Summary: The final part of a three-part series on the Parable of the Prodigal Son, all inspired by the question, "How to Spend an Inheiritance."
Title: Shrewd Dealings
Text: Luke 16:1-9
FCF: We ought to use the talents, gifts, and love that our Lord gave us.
SO: Eventually, I want to get this church up and active – by reminding the church that it needs to use what the Lord has provided, I hope to remove barriers to service.
At some point in your life, you’ve probably heard this story. In 1626, the Dutch governor, Peter Minuit gave the Canarsie Indians $24 worth of beads and trinkets in exchange for island of Manhattan. Some 380 years later, the real estate value of that little island is now more than $47 billion dollars. Sounds like the Dutch got a good deal, no? It’s often been called the greatest real estate deal of all times. But, there’s a dirty little financial secret that you should know. If you had taken that same $24 and invested it at 6% interest, that same $24 would, as of 2005, be worth $170 [billion], $396 [million ], 280 [thousand], 415 dollars, and two cents.
If you don’t believe in the power of investing, you should know that when Benjamin Franklin died in 1791, he left the city of Philadelphia $1000, but he stipulated that the money couldn’t be touched for 300 years. In 1991, that gift was worth over $1.5 million.
And, oh, don’t feel so bad for the Canarsie Indians – it turned out that even though they sold the island of Manhattan – they actually didn’t own it. They were from Brooklyn.
In this morning’s scripture we got a little lesson in investing from Jesus, and I have to tell you, I wouldn’t have guessed that would have been a story Jesus would have told.
For the last two weeks, we’ve actually been talking about inheritances, and specifically, we’ve been looking at the very familiar parable of the prodigal son. But, interestingly enough, the early Church fathers often considered this parable – one that is usually called. “the parable of the unjust steward,” or the “parable of the dishonest manager” to be the last section of that parable. I think there’s merit to that idea.
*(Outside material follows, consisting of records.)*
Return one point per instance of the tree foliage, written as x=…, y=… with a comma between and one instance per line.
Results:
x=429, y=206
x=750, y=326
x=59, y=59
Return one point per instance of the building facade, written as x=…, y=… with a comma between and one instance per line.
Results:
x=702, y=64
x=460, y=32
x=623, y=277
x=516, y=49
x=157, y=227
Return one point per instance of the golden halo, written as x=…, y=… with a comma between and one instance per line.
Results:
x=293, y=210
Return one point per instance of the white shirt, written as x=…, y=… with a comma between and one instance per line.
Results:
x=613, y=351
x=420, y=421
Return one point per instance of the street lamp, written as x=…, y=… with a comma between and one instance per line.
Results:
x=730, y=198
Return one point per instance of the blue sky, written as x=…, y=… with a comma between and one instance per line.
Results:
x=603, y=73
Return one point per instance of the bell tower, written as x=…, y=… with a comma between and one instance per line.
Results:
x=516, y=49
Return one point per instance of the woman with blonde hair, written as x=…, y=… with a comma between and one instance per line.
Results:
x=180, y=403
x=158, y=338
You see, parable of the prodigal son, we learned that we have all been given a great inheritance – chiefly the love of our father. In the first part of the parable, we learned that wasting it is bad, but our father’s love is inexhaustible. We need only return to him, and he will love us again. By contrast, his brother, you’ll remember, tried his hardest to hold onto every little thing he had. But, the truth is that love which is hoarded is in fact, wasted. So then, what are we to do with this prodigious inheritance we’ve been given? I’d suggest the answer is most plainly given here. If we have been given a great inheritance by our father, we should invest it as best we can.
This parable gives us some guidelines about investing, and this morning I’d like to look at three of them:
I. Use What you have
II. Use it NOW
III. Use it wisely
Use What You Have
- Notice: At first, the steward focuses on what he doesn’t have / what he cannot do. (He can’t dig, won’t beg). This gets him nowhere.
- Then, he realizes what he still has. He had to be a bit “creative,” in the same sense we talk about Enron and “creative accounting” but he figured out that he had relationships with people.